JAMA Netw Open. 2025 Sep 2;8(9):e2534941. doi: 10.1001/jamanetworkopen.2025.34941.
ABSTRACT
IMPORTANCE: The cumulative burden of chronic vascular and neurodegenerative changes contributes to brain frailty, which may reduce the brain’s capacity to recover from acute ischemic stroke (AIS). The association between brain frailty markers and poststroke outcomes after thrombolysis is unclear.

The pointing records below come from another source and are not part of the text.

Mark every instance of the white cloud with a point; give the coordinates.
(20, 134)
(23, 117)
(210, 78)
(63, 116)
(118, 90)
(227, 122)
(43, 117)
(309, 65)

OBJECTIVE: To evaluate associations between brain frailty assessed on non-contrast-enhanced computed tomography (NCCT) and magnetic resonance imaging (MRI) and functional outcome in patients with AIS treated with intravenous thrombolysis.
DESIGN, SETTING, AND PARTICIPANTS: This cohort study was a post hoc analysis of the Alteplase compared to Tenecteplase (AcT) trial, an investigator-led, registry-linked, parallel-group, open-label, randomized clinical trial that enrolled patients between December 10, 2019, and January 25, 2022, at 22 primary and comprehensive stroke centers across Canada. Participants included adults 18 years or older diagnosed with ischemic stroke causing disabling neurological deficit, presenting within 4.5 hours of symptom onset, and meeting Canadian guidelines for thrombolysis. Markers of brain frailty (cortical and subcortical atrophy, white matter changes [Fazekas score, grouped as 0, 1-2, and 3-6], lacunes, chronic infarctions, and [on MRI] microbleeds, siderosis, and enlarged perivascular spaces) were retrospectively assessed while reviewers were blinded to outcome variables. Analyses were performed from July 24, 2024, to March 25, 2025.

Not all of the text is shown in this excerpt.